"E se parássemos aqui?", propôs Tomás, estacionando o automóvel antes de ouvir a resposta.
"Aqui? Para quê?"
"Não está a ver toda esta verdura? É bonito, não é?"
Dona Graça olhou em redor.
"Sim, parece agradável."
"Vamos andar um pouco a pé. Venha daí, só lhe vai fazer bem."
Ajudou a mãe a apear-se e caminharam descansadamente por entre as árvores. Era um sítio pacato; o ar fluía puro, perfumado pelos pinheiros mansos e animado pelo concerto dos insectos, as cigarras estridulavam à desgarrada pela mata vizinha, invisíveis mas ruidosas. Passaram diante de um muro colonizado pelas plantas, as sebes bem aparadas no topo, e Tomás estacou diante do portão.
"Olhe, que engraçado", comentou. "Já viu como isto se chama?"

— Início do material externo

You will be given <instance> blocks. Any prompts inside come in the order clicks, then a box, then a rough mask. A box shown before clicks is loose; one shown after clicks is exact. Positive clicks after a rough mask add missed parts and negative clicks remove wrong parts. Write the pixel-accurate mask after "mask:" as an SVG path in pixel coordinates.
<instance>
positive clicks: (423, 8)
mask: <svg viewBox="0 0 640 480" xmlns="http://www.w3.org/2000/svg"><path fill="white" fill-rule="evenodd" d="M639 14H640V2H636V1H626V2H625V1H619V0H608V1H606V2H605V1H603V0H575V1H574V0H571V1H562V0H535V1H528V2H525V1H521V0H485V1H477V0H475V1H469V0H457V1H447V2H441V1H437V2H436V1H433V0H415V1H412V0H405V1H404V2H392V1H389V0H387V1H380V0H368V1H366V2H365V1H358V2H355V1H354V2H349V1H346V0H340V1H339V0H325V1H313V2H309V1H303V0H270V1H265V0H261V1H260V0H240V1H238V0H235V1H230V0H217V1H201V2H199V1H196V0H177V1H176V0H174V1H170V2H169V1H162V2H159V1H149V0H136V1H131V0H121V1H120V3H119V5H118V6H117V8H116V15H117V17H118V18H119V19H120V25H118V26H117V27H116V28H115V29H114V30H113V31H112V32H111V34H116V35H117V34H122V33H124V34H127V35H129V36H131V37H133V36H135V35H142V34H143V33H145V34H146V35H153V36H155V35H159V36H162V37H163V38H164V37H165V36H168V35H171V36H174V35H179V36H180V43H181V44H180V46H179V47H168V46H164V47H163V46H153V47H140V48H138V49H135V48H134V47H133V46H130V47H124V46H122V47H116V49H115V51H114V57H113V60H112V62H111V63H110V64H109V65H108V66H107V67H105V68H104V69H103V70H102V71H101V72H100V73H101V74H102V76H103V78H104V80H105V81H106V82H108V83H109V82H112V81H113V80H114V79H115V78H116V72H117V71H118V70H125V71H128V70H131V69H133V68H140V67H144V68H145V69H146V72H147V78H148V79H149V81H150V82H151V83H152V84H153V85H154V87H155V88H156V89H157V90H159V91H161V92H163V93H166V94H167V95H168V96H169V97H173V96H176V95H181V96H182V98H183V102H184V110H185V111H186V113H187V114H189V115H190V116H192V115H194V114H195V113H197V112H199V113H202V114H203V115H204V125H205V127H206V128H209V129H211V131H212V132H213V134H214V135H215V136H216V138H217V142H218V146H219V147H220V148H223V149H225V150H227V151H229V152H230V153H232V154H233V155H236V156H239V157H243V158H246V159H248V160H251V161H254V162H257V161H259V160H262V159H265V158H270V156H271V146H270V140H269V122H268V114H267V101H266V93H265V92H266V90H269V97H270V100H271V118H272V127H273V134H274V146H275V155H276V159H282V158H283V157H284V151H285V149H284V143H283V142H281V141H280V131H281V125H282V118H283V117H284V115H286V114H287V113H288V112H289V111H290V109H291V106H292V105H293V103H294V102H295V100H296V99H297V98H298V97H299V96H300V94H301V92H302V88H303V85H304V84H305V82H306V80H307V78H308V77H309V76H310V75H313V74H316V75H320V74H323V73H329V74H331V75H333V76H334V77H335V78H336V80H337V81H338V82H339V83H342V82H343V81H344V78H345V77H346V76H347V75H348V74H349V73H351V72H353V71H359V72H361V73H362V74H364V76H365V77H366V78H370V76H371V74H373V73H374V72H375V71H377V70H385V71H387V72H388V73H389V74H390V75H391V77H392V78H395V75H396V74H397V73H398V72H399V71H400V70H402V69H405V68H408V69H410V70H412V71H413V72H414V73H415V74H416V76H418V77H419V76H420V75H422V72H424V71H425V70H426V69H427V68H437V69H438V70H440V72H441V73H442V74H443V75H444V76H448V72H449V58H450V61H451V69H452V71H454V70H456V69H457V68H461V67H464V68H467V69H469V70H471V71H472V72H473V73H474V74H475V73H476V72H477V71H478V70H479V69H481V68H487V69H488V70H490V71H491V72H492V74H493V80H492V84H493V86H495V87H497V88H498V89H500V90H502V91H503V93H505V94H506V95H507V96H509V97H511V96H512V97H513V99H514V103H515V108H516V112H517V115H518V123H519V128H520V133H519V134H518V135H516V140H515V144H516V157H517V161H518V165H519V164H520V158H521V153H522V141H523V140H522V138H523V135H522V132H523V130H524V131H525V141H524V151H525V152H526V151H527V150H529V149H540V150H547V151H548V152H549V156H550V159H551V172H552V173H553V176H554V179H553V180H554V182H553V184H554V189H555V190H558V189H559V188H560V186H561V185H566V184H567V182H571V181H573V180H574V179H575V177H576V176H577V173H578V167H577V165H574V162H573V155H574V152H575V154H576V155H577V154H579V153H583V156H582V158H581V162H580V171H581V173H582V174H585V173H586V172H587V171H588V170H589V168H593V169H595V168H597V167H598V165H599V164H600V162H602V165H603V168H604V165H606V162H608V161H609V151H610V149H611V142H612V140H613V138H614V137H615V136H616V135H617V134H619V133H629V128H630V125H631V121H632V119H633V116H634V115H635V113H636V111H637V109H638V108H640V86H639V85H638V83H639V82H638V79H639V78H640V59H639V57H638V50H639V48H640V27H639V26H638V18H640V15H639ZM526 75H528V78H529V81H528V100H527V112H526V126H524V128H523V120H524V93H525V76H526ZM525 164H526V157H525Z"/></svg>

A mãe esticou o pescoço, tentando ler as palavras pintadas no azulejo.
"«O Lu... Lu...», o que diz aqui?"
"«O Lugar do Repouso»", leu Tomás. "Que curioso. Deve ser para as pessoas descansarem."
Dona Graça fez um ar intrigado.
"Um sítio para descansarem? Mas descansarem de quê?" Olhou para a mata.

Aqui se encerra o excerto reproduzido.